Although there is tremendous potential to create employment in the renewable energy sector almost everywhere in the world, there is a growing concern that women, who are already drastically underrepresented in the sector, will become even more marginalized if gender equity policies and programs are not proactively planned and implemented.
Bipasha Baruah’s research identifies patterns in women’s employment in renewable energy in industrialized, emerging and developing economies, making recommendations for optimizing women’s participation in the sector.
Girma Bitsuamlak
Civil and Environmental Engineering
Canada Research Chair in Wind Engineering (Tier 2)
Canada’s diverse geography and extreme climate increases our exposure to natural hazards. A combination of aging infrastructure, population growth and climate change increases this vulnerability. To maintain the safety and prosperity of our communities, it is vital to develop a comprehensive framework to assess and mitigate the impact of extreme climate on the built environment.

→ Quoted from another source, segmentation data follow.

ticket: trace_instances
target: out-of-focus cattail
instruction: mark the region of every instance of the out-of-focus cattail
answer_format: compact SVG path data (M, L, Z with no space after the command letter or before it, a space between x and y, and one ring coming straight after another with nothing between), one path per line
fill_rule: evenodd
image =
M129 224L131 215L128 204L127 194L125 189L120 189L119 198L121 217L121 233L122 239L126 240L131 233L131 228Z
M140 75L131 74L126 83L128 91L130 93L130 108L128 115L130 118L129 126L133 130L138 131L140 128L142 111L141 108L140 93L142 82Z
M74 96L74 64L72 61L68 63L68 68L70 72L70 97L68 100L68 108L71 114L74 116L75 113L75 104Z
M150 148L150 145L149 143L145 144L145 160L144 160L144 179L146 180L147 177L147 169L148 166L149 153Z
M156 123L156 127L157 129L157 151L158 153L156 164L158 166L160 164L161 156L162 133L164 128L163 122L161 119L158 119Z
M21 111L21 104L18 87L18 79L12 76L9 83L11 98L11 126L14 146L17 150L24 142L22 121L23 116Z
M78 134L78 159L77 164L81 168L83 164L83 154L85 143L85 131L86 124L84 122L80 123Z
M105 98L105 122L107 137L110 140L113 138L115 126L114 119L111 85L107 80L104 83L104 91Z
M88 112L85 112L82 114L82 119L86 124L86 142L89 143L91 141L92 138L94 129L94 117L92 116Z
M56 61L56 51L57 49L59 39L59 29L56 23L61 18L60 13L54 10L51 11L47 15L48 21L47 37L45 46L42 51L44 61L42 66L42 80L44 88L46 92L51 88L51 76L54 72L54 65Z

Girma Bitsuamlak aims to develop novel high-performance computing-based numerical models and large-scale experimental approaches that will enable community-level wind performance assessments. This approach is unique as it considers the aerodynamics for progressive failure and the interdependence of the cladding and structural systems of not only individual buildings, but neighbourhoods. This is done through a combination of the Blue Gene supercomputer, Western’s WindEEE Dome, state-of-the-art 3D printers and drone-based remote sensing.
Bitsuamlak’s research will be used to develop new performance-based design approaches, inform the next generation of building codes and standards, develop mechanics based loss modeling and to innovate various wind mitigation technologies.
Kevin Shoemaker
Kinesiology
Canada Research Chair in The Integrative Physiology of Exercise and Health (Tier 1)
Blood pressure control and distribution of blood volume during stress requires the complex interplay between the heart’s ability to pump blood, the ability to manipulate peripheral blood vessels to distribute blood volume towards the heart and brain, and the brain’s ability to receive the blood through changes in its own vascular supply.
The sympathetic nervous system integrates these actions through its unique ability to coordinate communication amongst the various players. However, this communication strategy can break down due to poorly understood problems in the neural message, interpretation of the signal in the target organs, or problems coordinating signals arising the brain that require an active response. Kevin Shoemaker’s group explores these interactions in health and disease.
Using unique signal processing methods, human neural recordings and functional neuroimaging methods, Shoemaker will explore brain pathways that modulate messages in the sympathetic nervous system and how the use of muscles during exercise improves this neural control of the heart and blood vessels.
With advanced ultrasound and magnetic resonance imaging methods, Shoemaker’s team aims to improve our understanding of brain blood flow control in health and disease, and determine the impact of prescriptive exercise interventions on this integrative system. His research aims to influence long-term health outcomes in patients with vascular disease.